Resistenzen gegen Wurmkuren: Intervall-Entwurmungen nicht mehr zeitgemäß
Die Pferdeszene reagiert zu langsam auf die zunehmende Medikamenten-Resistenz von Pferdeparasiten, meint der Parasitologe Prof. Martin Nielsen von der Veterinärmedizinischen Universität Kentucky – sieht aber immerhin Fortschritte im Bewusstsein der Pferdebesitzer und Tierärzte.
„Zahlreiche Studien haben die zunehmenden Resistenzen gegen verschiedene, im Handel erhältliche Entwurmungs-Mittel dokumentiert. Parasitologen empfehlen daher dringend eine Reduzierung der Behandlungsintensität und eine Abkehr von den streng nach Kalender durchgeführten Intervall-Wurmkuren für alle Pferde,“ sagte Nielsen, Professor im Department für Veterinary Science des Maxwell H. Gluck Equine Research Center an der Universität von Kentucky in einem Interview.

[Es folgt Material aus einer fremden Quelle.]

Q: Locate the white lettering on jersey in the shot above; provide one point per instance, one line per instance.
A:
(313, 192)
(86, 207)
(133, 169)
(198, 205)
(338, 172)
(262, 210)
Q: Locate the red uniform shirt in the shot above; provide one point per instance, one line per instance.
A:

Experten empfehlen stattdessen eine regelmäßige Analyse von Kotproben, um zuerst Parasiten-Eier festzustellen, ehe Entscheidungen über die Behandlung getroffen werden.
Nielsen weiter: „Befragungen haben ergeben, dass – ungeachtet dieser Empfehlungen – Pferdebesitzer in vielen Ländern noch immer auf die regelmäßige Wurmkur vertrauen, ohne über die mögliche Parasitenart und die Wirkung der benutzten Wurmkur gegen diese Parasiten nachzudenken.

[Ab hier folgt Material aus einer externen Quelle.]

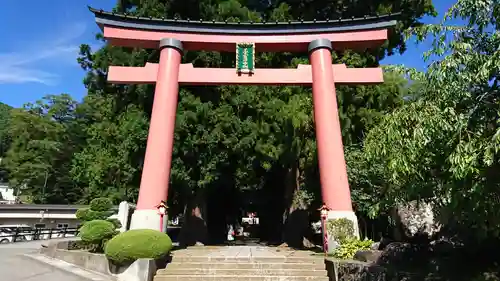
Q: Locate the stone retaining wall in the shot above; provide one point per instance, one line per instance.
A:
(140, 270)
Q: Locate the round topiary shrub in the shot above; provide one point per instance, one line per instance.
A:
(101, 204)
(136, 244)
(97, 231)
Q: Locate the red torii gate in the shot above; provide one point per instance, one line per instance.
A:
(172, 37)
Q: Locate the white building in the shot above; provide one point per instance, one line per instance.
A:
(7, 194)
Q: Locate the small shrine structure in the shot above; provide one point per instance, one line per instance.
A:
(172, 37)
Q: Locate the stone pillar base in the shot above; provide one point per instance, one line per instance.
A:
(148, 219)
(333, 243)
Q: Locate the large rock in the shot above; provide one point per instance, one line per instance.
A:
(416, 219)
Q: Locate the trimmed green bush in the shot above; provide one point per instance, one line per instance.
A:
(340, 229)
(350, 246)
(95, 233)
(136, 244)
(101, 204)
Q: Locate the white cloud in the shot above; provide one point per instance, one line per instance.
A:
(24, 66)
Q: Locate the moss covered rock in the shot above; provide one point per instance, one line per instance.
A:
(97, 231)
(138, 244)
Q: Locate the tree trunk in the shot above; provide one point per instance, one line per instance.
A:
(295, 215)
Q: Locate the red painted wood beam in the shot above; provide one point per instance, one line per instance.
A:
(357, 39)
(189, 75)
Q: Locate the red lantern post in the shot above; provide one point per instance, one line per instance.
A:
(324, 215)
(162, 210)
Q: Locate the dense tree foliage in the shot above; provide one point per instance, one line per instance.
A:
(257, 141)
(443, 147)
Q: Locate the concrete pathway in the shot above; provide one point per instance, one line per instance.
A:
(15, 266)
(242, 252)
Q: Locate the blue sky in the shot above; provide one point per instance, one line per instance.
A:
(40, 45)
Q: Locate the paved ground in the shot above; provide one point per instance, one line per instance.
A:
(14, 266)
(242, 252)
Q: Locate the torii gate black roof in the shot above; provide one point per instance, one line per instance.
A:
(104, 18)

Die Gründe für diese ,Beratungs-Resistenz’ seitens vieler Pferdebesitzer sind mannigfaltig:
• Parasitologen fehlt es an Kommunikationsmöglichkeiten, um ihre Empfehlungen zu verbreiten
• Die Resistenz gegenüber Wurmkuren wird zurzeit noch nicht als Bedrohung für Pferde angesehen.
• Die Anwendung nach dem Kalender ist einfacher als die aufwendigeren und komplizierteren Behandlungsstrategien, die auf Kotproben basieren.
• In vielen Ländern sind billige Wurmkuren auch ohne Verschreibung durch den Tierarzt erhältlich.
All diese Faktoren erschweren es offenbar, die alten Gewohnheiten bezüglich Entwurmung in Pferdeställen zu ändern.
Es gibt erste Fortschritte
Aber Prof. Nielsen sieht auch Fortschritte: „Wir konnten in den letzten Jahren doch erhebliche Veränderungen in der Entwurmung in Pferdeställen beobachten. Das Bewusstsein über die zunehmenden Resistenzen gegen Wurmkuren unter Tierärzten und den Pferdebesitzern wächst langsam, aber stetig – die Untersuchung von Kotproben auf Wurmeier beginnt sich allmählich zu etablieren. Einige europäische Länder haben zudem die Rezeptpflicht für Wurmkuren eingeführt, wodurch die Tierärzte stärker in die Entscheidung über die Behandlung einbezogen werden. Sie überwachen die Parasitenbelastung genauer und verschreiben dazu passende Wurmkuren – daher nimmt die Behandlungsintensität stark ab, was zweifellos positiv ist. Sogar in Ländern ohne dieser gesetzlichen Regelung konnten grundlegende Änderungen beobachtet werden. Viele Praktiker in den USA haben die Untersuchung von Kotproben angepasst, viele Labors bieten nun das Zählen von Eiern und Beratungen in größerem Ausmaß an.“
Der Faktor Internet
Neben der Gesetzgebung in Europa ist der Einfluss des Internets für Prof. Nielsen der wichtigste Faktor für positive Veränderungen: Im letzten Jahrzehnt haben einige Pferdemedien effiziente Portale eingerichtet, um Wissen zu vermitteln. Die Verbreitung von News, Blogs, Fragen und Antworten und dergleichen über das Web haben geholfen, den Zugang zu neuen Information zu erleichtern und dem durchschnittlichen Pferdebesitzer Gesundheitsthemen bewusster zu machen, als dies ein oder zwei Jahrzehnte vorher der Fall war. Nicht zuletzt das Internet hat mitgeholfen, Tierärzten und Pferdebesitzern das Problem, das aus dem Befolgen einer kalenderbasierten Entwurmung resultiert, bewusster zu machen – und wird das auch weiter tun, so Nielsen.